Tuesday 10 March 1970

In the morning, Geoffrey Shorter of Iliffe/IPC telephoned and amended the request made by his colleague.

Geoffrey Shorter asked me instead to write one article on the Telecommunication aspects of the Symposium and also a full length article covering Training from a much wider viewpoint than that expressed at the Symposium.  I was surprised at the topics but agreed and, in view of the imminence of the Symposium, got his agreement for me to go ahead with registration and travel booking.  Geoffrey Shorter said he would get the necessary authorisation to me by 11 am deadline on Monday 16th March, the day I would have to fly up to Edinburgh.

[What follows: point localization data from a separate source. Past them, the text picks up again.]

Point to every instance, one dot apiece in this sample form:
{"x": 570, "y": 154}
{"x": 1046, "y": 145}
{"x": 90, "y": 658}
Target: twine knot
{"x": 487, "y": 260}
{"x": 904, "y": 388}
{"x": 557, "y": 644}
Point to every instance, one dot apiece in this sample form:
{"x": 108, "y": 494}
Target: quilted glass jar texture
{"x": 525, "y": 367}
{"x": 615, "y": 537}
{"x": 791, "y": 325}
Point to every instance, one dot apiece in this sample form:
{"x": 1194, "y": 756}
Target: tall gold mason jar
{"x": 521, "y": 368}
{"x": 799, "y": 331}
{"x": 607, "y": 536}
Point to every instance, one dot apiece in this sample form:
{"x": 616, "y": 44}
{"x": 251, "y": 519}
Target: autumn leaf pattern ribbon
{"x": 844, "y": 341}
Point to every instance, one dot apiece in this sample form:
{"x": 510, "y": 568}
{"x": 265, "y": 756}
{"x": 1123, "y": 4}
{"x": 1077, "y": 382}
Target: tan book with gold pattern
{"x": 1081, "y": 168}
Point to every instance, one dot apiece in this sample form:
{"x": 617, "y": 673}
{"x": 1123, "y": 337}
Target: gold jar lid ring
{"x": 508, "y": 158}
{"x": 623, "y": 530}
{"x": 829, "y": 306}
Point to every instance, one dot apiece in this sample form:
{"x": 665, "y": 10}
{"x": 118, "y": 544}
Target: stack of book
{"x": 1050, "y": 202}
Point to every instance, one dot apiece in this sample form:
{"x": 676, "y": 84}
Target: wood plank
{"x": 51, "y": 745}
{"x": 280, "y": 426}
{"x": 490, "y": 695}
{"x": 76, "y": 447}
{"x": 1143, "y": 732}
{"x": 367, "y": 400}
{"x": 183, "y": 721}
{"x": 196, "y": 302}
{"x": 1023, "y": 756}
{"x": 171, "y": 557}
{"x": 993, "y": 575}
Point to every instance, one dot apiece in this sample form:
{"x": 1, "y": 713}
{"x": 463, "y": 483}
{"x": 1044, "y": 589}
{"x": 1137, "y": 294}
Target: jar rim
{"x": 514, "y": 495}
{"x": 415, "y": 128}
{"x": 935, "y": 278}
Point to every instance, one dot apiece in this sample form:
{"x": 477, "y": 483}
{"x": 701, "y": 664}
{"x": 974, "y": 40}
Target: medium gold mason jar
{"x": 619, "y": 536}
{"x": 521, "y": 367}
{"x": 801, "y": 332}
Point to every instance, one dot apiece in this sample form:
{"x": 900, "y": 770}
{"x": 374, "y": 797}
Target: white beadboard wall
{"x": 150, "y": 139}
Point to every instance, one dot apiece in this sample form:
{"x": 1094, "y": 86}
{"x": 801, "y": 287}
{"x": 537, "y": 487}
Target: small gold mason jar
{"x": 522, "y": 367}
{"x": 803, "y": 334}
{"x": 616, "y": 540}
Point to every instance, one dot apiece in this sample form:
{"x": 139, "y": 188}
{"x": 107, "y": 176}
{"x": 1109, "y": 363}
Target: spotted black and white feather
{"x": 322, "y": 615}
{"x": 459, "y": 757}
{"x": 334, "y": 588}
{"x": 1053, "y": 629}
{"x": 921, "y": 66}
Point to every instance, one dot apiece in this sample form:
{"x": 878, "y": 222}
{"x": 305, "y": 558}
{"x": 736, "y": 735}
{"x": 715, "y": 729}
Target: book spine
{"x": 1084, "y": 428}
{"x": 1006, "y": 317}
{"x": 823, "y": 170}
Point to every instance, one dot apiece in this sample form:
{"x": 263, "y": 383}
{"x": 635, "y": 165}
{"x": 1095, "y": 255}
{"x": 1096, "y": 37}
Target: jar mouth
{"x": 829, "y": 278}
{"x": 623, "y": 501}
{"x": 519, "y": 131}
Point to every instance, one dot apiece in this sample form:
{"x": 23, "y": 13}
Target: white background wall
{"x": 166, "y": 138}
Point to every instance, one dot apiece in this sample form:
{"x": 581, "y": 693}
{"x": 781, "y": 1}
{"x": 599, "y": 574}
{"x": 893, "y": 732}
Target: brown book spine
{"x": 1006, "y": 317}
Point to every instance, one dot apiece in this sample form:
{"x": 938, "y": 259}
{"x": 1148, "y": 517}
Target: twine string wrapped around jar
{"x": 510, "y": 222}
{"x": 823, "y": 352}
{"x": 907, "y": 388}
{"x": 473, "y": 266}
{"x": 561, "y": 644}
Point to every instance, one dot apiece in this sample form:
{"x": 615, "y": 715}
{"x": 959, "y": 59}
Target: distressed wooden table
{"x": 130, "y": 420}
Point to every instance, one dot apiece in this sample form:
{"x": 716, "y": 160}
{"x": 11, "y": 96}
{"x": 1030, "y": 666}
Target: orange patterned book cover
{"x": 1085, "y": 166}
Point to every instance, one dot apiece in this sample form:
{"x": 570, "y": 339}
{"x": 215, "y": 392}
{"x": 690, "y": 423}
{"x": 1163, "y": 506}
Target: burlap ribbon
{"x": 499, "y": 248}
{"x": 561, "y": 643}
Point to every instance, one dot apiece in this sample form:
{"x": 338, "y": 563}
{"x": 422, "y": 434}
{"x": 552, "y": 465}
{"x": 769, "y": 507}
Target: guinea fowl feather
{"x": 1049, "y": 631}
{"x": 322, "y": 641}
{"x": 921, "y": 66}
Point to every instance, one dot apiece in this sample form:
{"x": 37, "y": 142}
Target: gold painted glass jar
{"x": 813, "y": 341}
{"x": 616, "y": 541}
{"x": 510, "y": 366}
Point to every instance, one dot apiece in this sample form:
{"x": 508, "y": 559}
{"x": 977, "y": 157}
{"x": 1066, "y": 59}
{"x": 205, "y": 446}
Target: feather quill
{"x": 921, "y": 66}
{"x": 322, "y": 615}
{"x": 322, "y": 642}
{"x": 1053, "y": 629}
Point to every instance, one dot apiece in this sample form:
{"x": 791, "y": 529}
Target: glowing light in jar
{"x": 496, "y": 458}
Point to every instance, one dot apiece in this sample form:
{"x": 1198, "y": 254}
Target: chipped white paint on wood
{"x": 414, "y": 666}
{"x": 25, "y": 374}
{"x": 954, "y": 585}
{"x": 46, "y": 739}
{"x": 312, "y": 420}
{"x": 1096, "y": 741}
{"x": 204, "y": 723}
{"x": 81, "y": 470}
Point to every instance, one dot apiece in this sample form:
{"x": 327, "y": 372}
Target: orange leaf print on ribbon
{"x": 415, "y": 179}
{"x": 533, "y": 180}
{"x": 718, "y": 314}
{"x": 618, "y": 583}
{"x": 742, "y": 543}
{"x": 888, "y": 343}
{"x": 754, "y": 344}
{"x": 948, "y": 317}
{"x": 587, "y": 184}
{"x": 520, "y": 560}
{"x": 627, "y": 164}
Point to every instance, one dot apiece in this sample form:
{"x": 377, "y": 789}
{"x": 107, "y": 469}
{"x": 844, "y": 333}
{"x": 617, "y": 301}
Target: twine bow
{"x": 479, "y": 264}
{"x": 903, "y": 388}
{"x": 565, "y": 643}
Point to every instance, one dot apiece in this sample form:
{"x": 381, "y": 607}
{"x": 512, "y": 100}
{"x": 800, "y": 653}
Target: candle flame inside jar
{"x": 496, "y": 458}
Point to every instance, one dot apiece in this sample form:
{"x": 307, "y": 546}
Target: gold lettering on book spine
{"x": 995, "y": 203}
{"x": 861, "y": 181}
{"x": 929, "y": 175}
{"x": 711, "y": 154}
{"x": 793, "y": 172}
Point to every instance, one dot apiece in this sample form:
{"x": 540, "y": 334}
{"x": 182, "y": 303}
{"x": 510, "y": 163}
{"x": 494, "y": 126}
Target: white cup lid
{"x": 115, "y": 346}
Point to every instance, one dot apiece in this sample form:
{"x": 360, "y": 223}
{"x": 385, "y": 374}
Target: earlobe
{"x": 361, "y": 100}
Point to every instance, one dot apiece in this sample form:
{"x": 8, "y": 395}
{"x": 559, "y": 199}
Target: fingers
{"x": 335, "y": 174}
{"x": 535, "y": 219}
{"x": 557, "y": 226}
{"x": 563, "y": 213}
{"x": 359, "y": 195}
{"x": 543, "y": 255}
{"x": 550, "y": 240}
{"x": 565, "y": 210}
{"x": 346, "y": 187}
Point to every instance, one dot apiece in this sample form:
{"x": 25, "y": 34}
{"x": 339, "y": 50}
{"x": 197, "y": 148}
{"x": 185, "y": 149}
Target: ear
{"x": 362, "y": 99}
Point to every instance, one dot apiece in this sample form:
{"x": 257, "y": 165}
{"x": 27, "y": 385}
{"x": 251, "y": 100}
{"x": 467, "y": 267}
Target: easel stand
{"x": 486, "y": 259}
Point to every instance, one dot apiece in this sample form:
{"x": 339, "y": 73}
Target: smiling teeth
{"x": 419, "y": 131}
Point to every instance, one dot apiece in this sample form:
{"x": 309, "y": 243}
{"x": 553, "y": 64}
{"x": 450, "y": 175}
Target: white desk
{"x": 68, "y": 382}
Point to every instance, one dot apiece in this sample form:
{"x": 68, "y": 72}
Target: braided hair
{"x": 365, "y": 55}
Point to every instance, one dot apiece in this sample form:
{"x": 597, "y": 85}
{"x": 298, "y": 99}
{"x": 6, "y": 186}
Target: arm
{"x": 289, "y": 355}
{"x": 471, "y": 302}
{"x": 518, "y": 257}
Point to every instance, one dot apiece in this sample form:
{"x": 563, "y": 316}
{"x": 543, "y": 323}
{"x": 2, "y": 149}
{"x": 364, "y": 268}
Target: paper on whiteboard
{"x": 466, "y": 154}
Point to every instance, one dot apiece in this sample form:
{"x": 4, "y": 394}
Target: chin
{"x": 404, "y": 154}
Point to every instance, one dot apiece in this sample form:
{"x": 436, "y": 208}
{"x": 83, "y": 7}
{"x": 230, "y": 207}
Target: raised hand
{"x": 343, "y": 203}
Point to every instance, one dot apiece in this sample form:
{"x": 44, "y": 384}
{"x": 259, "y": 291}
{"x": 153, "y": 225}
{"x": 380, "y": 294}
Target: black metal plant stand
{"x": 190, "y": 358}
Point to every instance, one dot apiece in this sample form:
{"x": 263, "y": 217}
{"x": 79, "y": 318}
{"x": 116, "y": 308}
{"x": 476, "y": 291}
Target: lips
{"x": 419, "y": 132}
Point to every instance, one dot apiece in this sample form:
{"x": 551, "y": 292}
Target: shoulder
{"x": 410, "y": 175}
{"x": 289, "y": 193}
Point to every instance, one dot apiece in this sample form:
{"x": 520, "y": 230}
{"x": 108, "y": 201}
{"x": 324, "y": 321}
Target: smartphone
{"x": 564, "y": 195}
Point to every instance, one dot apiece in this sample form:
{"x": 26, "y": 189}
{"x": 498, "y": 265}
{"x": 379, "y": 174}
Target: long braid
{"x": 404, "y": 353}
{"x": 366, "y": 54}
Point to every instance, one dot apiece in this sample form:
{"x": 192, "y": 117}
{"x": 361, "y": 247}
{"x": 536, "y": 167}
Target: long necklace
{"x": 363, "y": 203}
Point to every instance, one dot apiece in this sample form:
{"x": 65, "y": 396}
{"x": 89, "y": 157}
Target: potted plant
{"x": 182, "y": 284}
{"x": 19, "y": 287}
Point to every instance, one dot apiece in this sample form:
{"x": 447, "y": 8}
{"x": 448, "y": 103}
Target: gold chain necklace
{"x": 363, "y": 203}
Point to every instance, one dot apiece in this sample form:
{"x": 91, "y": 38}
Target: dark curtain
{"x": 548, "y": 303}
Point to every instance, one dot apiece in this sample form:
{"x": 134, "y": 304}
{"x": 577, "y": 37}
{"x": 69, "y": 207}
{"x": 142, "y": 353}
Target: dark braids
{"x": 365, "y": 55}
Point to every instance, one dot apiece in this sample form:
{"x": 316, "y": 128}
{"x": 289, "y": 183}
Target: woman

I put the arrangements in hand - I made a late registration as a participant and booked a seat on Flight 310 from Heathrow to Edinburgh.

Thursday 12 March 1970

I received a letter from James Allason M.P. thanking me for sending him my note on the training system for key men and saying that he awaited my statement on Privacy with interest.

Friday 13 March 1970

I had a telephone conversation with Geoff Shorter of Iliffe/IPC in which it was agreed that one article would be 2500 words at £15/1000 and the other 3000 words at £10/1000.  He added that however there was a slight doubt about getting authorisation from his General Manager - he was 95% certain but there was about 5% area of doubt.

My financial position had been brought to such a low state that it might be thought that I was vulnerable to any suggestion - but I was more determined than ever that I would not respond to such techniques.

Monday 16 March 1970

By 11 am the phone call expected from Geoffrey Shorter authorising travel and attendance at the Edinburgh Symposium had not come.  I had made the necessary bookings, including the flights so, with considerably heightened apprehension about the financial outlay and the possibility of a hidden agenda, I travelled to Edinburgh.